Home / Scharf, J. Thomas, ed. History of Westchester County, New York, including Morrisania, Kings Bridge, and West Farms, which have been annexed to New York City, Vol. II. Philadelphia: L.E. Preston & Co., 1886. / Passage

History of Westchester County, New York, Vol. II

Scharf, J. Thomas, ed. History of Westchester County, New York, including Morrisania, Kings Bridge, and West Farms, which have been annexed to New York City, Vol. II. Philadelphia: L.E. Preston & Co., 1886. 284 words

Surrounded on three sides by beautiful ridges of the famous Pine Ridge hills, on the north side by a magnificent range of cliffs, known to the Sioux Indians as "Dancing Buttes," and on the west and south sides lie a succession of towering peaks, relieved by beautiful undulating swells and receding knobs. These are covered by superb growth of stately pines and nutritious grasses, on which, in times past, the buffalo, deer, elk and other game fed undisturbed, except by the wily Indian, who claimed an ownership in them.
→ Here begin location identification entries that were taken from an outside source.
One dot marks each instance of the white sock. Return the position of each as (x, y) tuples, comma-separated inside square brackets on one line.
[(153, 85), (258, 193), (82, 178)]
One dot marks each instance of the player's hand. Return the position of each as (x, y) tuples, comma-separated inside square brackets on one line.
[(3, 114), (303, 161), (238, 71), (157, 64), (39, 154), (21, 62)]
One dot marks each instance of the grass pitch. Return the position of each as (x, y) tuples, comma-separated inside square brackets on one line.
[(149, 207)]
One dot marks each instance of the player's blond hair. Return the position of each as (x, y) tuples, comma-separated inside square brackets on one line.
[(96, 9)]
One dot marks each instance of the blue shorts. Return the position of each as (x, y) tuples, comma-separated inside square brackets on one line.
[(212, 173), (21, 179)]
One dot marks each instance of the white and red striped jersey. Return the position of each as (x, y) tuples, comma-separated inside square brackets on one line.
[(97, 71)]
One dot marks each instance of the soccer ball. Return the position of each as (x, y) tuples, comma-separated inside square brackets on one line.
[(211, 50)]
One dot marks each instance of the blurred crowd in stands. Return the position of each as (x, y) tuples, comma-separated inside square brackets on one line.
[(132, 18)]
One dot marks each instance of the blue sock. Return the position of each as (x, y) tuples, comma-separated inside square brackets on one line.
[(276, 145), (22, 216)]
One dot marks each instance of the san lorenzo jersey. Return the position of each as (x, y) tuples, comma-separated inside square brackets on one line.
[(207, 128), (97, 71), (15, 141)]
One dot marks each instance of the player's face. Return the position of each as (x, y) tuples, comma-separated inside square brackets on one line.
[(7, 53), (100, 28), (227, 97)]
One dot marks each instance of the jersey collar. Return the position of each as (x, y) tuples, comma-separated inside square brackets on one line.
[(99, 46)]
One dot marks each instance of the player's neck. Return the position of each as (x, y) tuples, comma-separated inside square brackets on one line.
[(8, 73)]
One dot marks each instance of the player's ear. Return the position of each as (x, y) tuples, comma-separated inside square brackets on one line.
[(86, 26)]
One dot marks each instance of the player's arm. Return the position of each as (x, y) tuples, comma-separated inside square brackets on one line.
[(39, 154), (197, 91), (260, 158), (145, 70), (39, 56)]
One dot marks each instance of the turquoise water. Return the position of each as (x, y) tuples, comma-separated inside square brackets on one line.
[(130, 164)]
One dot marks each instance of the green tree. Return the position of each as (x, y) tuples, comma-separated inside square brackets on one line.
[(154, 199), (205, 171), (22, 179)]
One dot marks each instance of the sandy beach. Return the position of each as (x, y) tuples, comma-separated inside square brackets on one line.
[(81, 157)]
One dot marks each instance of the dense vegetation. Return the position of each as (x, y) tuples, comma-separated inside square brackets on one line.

In 1881-1882 the slaughter of the buffalo reached its highwater mark in northwestern Nebraska. Buffalo hunting it was called by courtesy, but the pursuit as then practiced possessed none of the features or attributes of the sport known as hunting. The Indians hunted the buffalo and so did those whites who shot and killed for the trophies of the chase ; but the cowardly and inhumane work that exterminated the monarch of the prairies was in no sense "hunting," though for lack of a more appropriate title the men who helped to do it were called buffalo hunters. That winter, we are told, the very deep snow made it almost impossible for herds to move, and fully twohundred and fifty thousand of these noble, harmless beasts were mercilessly slaughtered. The humanitarian will deplore this chapter of our history; the fatalist will argue that in the development of the west the buffalo was fast becoming an obstacle and their removal was provided for. Whatever may be the conclusion, there is no room to doubt the dependent fact : With the exception of a few sickly herds of less than a hundred each the buffalo is extinct.